Britten: Peter Grimes at Dutch National Opera | Live Review

Hattie Butterworth
Sunday, October 6, 2024

An arresting interpretation of Britten's harrowing opera in Amsterdam

⭐⭐⭐⭐

Burning Grimes's house | Photo: Monika Rittershaus

Barbora Horáková Joly’s new production of Peter Grimes at the Dutch National Opera is not the only staging of Britten’s great opera to be seen this season. Along with productions at Gothenburg, Welsh National Opera and Opera National de Lyon, this had the luxury of the house’s tremendous stage and 60-strong chorus to bring the Aldeburgh-based terror to life.

Grimes is not Issachah Savage for the first night, as the tenor is sadly unwell with a throat infection. It is instead British tenor John Findon, who is not a stranger to Grimes stand-ins, having stepped in almost exactly a year ago at English National Opera. We won’t know entirely what he managed to retain of the desired production movements in the short time of 'slotting in', but what’s for sure is that his resonant voice and humble embodiment of this complex figure is one that makes its mark.

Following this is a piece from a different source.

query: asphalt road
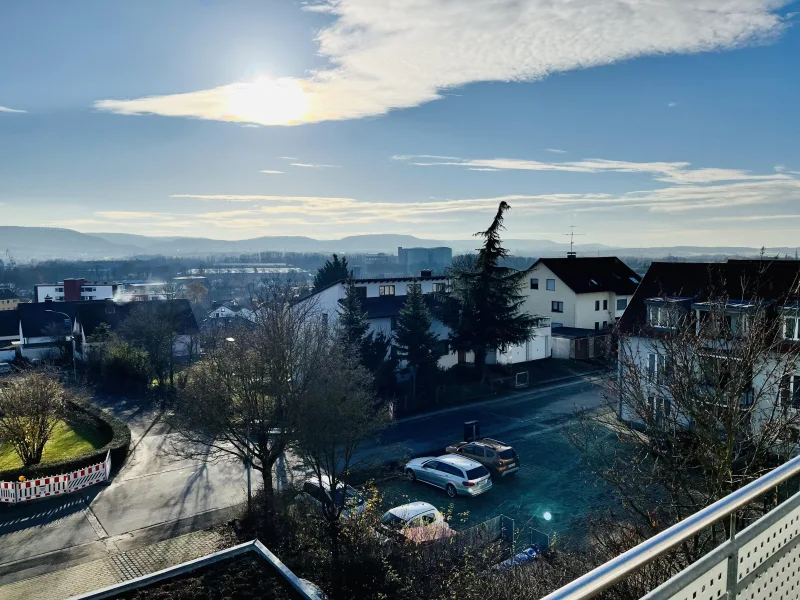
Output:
[0,372,601,585]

Grimes v The Borough is a terrific affair. The chorus’s power has a choke hold over the evening – protesting with torches, a church congregation behind wooden slats and fishermen – and led me to think, could this be his staged choral symphony? What’s certain is that Britten left nothing to chance when scoring the punches of this mob.

Horáková Joly’s production, alongside the grace of Eva Maria van Acker’s set and costume designs, leads the production to its highest points:As Grimes reflects on the deaths of his young assistants, a Christian connotation of the three crosses descends with two dead boys depicted, projected onto the boats. A third boat is empty, waiting for Peter Grimes, whose dying need for a caring woman is perhaps only fulfilled after the grave. 

We are also blessed with a spinning piano, emerging with a dim light until entering into a bustling pub space. The production’s lighting itself, poignantly designed by Sascha Zauner, has many shining moments. The storm approach in Act 1, saw a 'tick-tock' of swaying LED light poles, uneasily foreshadowing the descent to come. Also the end, as Grimes’s hut is burned, the lighting turns an intimate orange, complete with rising smoke.

John Findon as Peter Grimes | Photo: Monika Rittershaus

For timing and intonation, Edward Ananian-Cooper’s chorus is next level. Tight with the orchestra, the work behind bringing the mob to life did not go unnoticed. Neither did the shimmer of the orchestra itself. Led by conductor Lorenzo Viotti, the Netherlands Philharmonic were sometimes bewildered by some indecisive commands, but the situation moved throughout the evening to a reading of vibrant communion. An on-stage moving band brought an almost-too-perfect dimension to the raucous pub atmosphere in Act 3.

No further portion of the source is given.